- Azerbaijani: Quşçular
- Gushchular Gushchular
- Coordinates: 39°30′41″N 46°37′55″E﻿ / ﻿39.51139°N 46.63194°E
- Country: Azerbaijan
- District: Lachin

Population (2015)
- • Total: 36
- Time zone: UTC+4 (AZT)

= Quşçular, Lachin =

Quşçular (also, Gushchular) is a former village in the Lachin District of Azerbaijan.

== History ==
This village existed in the locality list of Ashaghi-Farajan Selsoviet (rural council) of Lachin District in 1963, but did not exist in the same list of 1968. Currently this locality also does not exist in the locality list of Lachin District. It may mean that this village was abolished between 1963 and 1968.
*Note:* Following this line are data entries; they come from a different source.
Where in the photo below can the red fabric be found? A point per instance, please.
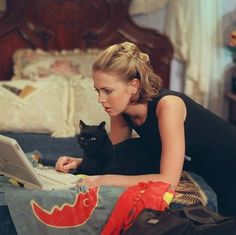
(132, 202)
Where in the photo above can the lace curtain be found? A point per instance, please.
(195, 30)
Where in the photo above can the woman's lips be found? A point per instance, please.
(107, 109)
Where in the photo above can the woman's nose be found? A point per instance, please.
(101, 98)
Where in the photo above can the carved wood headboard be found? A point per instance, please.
(70, 24)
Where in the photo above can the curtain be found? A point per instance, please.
(195, 29)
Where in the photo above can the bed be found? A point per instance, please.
(47, 48)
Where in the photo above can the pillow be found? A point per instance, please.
(38, 64)
(76, 66)
(84, 102)
(36, 106)
(193, 190)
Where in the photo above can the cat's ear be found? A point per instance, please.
(82, 124)
(102, 125)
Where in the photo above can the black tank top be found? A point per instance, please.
(209, 140)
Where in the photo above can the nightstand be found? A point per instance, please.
(232, 107)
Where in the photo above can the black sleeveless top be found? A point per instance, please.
(210, 142)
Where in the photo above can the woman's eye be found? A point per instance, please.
(108, 91)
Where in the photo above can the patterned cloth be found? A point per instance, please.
(75, 211)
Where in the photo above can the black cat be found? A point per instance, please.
(129, 157)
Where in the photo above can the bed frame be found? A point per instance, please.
(69, 24)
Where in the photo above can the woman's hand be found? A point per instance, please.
(66, 163)
(90, 181)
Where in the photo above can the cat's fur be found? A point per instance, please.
(101, 157)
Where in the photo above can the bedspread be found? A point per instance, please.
(75, 211)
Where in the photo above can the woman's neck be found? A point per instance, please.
(137, 112)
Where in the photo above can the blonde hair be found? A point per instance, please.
(127, 60)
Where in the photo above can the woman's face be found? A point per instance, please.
(113, 93)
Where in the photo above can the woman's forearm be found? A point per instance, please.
(127, 180)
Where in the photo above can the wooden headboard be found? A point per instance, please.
(70, 24)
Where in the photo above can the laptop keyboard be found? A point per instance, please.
(51, 176)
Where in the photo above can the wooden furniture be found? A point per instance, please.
(232, 107)
(69, 24)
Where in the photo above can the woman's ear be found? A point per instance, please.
(134, 86)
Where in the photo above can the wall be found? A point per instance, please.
(156, 20)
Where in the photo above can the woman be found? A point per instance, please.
(172, 124)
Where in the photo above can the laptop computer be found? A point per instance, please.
(14, 164)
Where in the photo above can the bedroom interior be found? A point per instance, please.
(47, 48)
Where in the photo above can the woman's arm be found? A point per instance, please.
(171, 113)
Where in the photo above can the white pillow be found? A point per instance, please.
(84, 99)
(44, 110)
(38, 64)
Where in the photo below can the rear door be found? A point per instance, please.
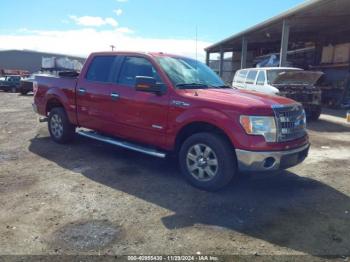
(94, 96)
(141, 116)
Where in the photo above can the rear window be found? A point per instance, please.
(251, 77)
(100, 69)
(241, 76)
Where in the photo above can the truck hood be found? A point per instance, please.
(297, 77)
(242, 99)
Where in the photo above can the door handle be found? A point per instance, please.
(82, 91)
(115, 96)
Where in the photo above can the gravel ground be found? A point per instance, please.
(92, 198)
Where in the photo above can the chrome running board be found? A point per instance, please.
(120, 143)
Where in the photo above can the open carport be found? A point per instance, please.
(301, 34)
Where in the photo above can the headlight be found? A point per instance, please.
(260, 125)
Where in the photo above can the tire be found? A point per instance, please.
(220, 175)
(61, 130)
(315, 114)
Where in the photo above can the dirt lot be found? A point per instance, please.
(92, 198)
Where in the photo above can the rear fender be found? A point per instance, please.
(69, 106)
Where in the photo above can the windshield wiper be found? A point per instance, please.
(224, 86)
(191, 85)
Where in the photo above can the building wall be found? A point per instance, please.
(27, 60)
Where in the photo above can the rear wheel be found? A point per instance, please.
(61, 130)
(207, 161)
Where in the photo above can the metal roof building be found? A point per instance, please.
(320, 22)
(28, 60)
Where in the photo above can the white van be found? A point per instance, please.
(294, 83)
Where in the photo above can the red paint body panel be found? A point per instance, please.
(154, 119)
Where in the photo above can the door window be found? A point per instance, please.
(241, 76)
(251, 77)
(100, 69)
(261, 78)
(136, 66)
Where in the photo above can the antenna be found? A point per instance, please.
(196, 42)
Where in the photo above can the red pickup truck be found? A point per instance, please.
(158, 104)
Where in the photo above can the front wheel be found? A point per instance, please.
(61, 130)
(207, 161)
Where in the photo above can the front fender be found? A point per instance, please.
(210, 116)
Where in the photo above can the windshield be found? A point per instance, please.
(273, 74)
(188, 73)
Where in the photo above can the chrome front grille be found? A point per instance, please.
(290, 121)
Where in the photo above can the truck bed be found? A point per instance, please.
(53, 87)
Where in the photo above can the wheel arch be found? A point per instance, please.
(199, 127)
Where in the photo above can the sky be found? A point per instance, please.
(79, 27)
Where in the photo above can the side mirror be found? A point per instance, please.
(148, 84)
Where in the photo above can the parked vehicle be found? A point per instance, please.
(293, 83)
(160, 104)
(10, 83)
(26, 85)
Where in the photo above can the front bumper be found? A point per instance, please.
(269, 161)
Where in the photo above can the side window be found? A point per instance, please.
(100, 69)
(240, 76)
(136, 66)
(251, 77)
(261, 78)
This locality was located in the Armenian-occupied territories surrounding Nagorno-Karabakh, coming under the control of ethnic Armenian forces during the First Nagorno-Karabakh War in the early 1990s, subsequently becoming part of the breakaway Republic of Artsakh as part of its Kashatagh Province, where it was known as Aghavnatun (Աղավնատուն). The locality was returned to Azerbaijan as part of the 2020 Nagorno-Karabakh ceasefire agreement.

== Historical heritage sites ==
Historical heritage sites in and around the village include three 14th/15th-century khachkars, a 15th/16th-century khachkar, and the 15th/16th-century St. Stephen's Church (Սուրբ Ստեփանոս եկեղեցի) in the neighboring village of Harar.